“He doesn’t know where I am,” Kerian reminded Jeratt. They had hunted well, and thanks to Stanach’s deft hand with a snare, they had five fat rabbits to spit A clear cool stream ran nearby. “Right now, this moment, he can’t even guess.”
Stanach said he wondered how she knew that Kerian and Jeratt exchanged wry grins as she tapped her forehead.
“I know.” She pulled the bloodstone out of her shirt. “This hides me from him, but if I kill, it doesn’t keep him from knowing I’m around. I haven’t killed. I don’t feel him in my head. He doesn’t know where I am.”
The dwarf grunted skeptically, then sat in silence for a while. Then, “When are you taking me to Qualinost?”
Kerian leaned close to the fire, to the warmth, for the night was chill.
“You’ve seen this place,” she said. “You’ve seen what Thagol and Chance Headsman are doing. Do you think I could get you as far as Qualinost?”
Stanach snorted. He was a long time quiet, his face, his eyes above his black beard gone still as he cradled his ruined right hand in the palm of his left.
“In good time,” said Kerian.
Jeratt grinned. “And we’ll get you there with your head still sitting on your shoulders.”
Stanach turned his head this way and that, as though trying to loosen a kink in his neck. “I’d appreciate that.”
The fingers of his left hand curled round the haft of his keen-edged throwing axe as he stood to take the first watch. Beyond the fire, he looked at Kerian, a long, considering moment. He thought about the serving girl he’d met in the forest, perhaps not far from here, two years ago. She had been a tender creature then, soft hands, perfumed hair. Now here she sat, a leader of a shadowy force of warriors known as Night People. She crouched before her forest hearth, in leather boots and woolen trews, a shirt a man might wear. Her tattoos shone in the light, and it seemed to Stanach she had as much of the forest about her as the owl now sailing the night between the trees.
The elf woman screamed. Her voice soared high above all the rest; her face shone white in the night as she clutched her child to her breast. Howling, five Dark Knights ringed her round, circling, swords high, laughing. One howled higher than all, and one kept starkly silent. She fell to her knees, bent over the child, the little creature wailing in her arms against her breast. A voice shouted “Erathia!” A sword screamed through the air, and the voice did not shout more. Erathia wailed, knowing her husband dead, knowing his head would join the heads of other murdered elves.
Horses thundered round her, Knights yelling madly.
Erathia prayed to a goddess long fled the world, she prayed to Mishakal, the giver of mercy elves named Quenesti-Pah.
“Merciful goddess, lady of light, spare my child, oh spare—”
Beside her face, so close the iron shoe ran red with firelight, a tall war-horse stamped and grew still. Around her, the others did the same. Erathia had heard no command, but these Knights had a Skull Knight for a lord. There had been a command.
Trembling, she hunched lower over her child and realized she heard nothing of elf voices. No villager wept, howled, or pleaded.
Gods, she was the last.
“Merciful Lady…”
She looked up, and two Knights departed from the circle around her; two came close, one on either side. They wore their helms closed, and that didn’t matter. Erathia knew which was the Skull Knight. From him, his very being, flowed the coldness of death, like a wind out of winter, belling in the forest, howling in her heart. He flung back the visor of his helm. The other mirrored the gesture.

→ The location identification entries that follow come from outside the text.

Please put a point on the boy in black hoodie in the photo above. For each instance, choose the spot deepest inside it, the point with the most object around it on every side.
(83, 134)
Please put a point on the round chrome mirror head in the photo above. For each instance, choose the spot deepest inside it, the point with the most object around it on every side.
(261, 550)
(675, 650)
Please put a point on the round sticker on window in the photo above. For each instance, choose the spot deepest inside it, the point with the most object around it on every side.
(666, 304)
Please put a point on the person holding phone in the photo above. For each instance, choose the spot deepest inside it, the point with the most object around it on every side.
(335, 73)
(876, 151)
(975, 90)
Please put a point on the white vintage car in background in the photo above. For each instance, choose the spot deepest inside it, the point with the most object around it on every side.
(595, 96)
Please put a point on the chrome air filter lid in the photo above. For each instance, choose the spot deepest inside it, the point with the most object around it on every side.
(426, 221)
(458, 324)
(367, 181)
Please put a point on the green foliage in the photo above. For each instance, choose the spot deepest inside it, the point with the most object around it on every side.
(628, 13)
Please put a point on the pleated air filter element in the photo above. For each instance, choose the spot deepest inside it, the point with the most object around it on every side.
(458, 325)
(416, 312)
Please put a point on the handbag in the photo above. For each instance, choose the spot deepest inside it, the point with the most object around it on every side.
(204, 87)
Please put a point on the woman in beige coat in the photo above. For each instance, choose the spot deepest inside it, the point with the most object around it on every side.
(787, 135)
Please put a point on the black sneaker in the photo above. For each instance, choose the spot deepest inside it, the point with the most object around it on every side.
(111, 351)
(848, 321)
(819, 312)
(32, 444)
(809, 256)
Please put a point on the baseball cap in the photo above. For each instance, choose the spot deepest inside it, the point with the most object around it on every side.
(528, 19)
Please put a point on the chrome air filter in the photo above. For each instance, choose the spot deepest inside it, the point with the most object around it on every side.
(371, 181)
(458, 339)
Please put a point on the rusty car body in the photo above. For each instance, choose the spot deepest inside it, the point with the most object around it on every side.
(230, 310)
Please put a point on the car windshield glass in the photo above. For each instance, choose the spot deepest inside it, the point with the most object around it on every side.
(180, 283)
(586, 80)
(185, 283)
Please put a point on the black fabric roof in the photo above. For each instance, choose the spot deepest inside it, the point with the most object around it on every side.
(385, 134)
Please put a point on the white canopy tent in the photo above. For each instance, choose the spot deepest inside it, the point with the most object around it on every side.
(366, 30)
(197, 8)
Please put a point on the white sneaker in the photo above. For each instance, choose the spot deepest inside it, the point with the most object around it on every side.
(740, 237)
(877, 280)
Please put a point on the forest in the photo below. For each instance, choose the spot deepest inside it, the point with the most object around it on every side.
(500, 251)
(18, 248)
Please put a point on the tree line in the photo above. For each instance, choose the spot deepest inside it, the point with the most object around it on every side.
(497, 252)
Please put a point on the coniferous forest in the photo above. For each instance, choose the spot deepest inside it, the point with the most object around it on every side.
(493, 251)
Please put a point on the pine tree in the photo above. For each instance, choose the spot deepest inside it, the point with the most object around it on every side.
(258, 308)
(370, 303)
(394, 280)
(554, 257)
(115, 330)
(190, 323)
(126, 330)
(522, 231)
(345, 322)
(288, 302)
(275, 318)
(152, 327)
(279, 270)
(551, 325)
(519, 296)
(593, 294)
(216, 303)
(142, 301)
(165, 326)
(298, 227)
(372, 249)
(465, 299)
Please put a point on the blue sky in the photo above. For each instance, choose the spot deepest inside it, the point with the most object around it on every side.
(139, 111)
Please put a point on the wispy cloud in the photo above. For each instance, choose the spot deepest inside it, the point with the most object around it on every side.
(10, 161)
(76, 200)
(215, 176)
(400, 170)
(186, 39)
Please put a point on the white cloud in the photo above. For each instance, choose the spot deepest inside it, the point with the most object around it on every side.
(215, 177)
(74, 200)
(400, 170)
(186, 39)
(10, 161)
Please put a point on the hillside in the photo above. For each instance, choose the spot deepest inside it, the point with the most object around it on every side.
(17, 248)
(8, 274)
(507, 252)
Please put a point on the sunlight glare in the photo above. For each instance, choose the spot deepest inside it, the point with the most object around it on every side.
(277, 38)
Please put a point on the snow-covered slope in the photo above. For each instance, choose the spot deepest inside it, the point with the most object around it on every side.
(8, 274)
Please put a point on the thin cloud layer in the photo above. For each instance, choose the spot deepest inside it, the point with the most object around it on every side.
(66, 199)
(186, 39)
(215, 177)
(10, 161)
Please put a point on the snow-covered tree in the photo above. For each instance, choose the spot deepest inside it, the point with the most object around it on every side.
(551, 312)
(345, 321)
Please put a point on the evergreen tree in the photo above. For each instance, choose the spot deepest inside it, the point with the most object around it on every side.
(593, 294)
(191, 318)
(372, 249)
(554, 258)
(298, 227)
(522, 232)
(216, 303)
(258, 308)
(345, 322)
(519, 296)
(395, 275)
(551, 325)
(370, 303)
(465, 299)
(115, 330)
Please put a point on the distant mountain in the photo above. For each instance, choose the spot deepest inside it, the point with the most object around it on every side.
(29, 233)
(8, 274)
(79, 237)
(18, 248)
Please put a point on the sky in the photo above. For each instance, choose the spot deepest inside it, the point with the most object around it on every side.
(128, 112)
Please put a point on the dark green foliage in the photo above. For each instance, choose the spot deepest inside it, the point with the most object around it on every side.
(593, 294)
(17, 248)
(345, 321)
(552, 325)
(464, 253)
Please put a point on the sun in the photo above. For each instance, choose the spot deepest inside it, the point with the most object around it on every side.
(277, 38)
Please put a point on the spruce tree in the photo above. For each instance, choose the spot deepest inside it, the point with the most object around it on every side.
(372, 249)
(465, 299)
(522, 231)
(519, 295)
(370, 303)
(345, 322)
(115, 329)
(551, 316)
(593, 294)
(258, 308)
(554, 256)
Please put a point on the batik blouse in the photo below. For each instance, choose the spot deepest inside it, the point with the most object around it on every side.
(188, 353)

“Headsman,” he simply said.
She looked to them, to one and the other, the agents of her death. In the eyes of the Skull Knight she saw nothing, not a killing lust, not hatred, not even determination to get the job done. Nothing, as though she looked into the windows of an empty building, into blackness. In the eyes of the other, Chance Headsman, she saw fire. Flames leaping, consuming, bloodlust and killing-need.
In his eyes she saw her death, the raising of his blade before he lifted it, the fell swing before he caused it. She screamed, flung herself aside, and there was nowhere to go. A horse jostled her, and the child fell from her arms, wailing.
Whistling, the sword of Chance Headsman swooped low. She looked into the eyes of the Skull Knight, perhaps to plead. In the moment of her death, the moment the blade kissed her neck, she saw a thing happen in those eyes. They kindled with sudden savage joy.
Chapter Twenty-One
The season of Autumn Harvest began in woe, and grief ran through it like a river of blood. Sorrow rained upon the forest in that season once known for joy, and the fires lighting the night were not the traditional harvest bonfires. No one danced round these, laughing girls and lusty lads. No one shouted for the joy of the harvest; no one cried out thanks.
They wept before these fires, elves pared to bone by their grief, their voices fit only to keen and moan.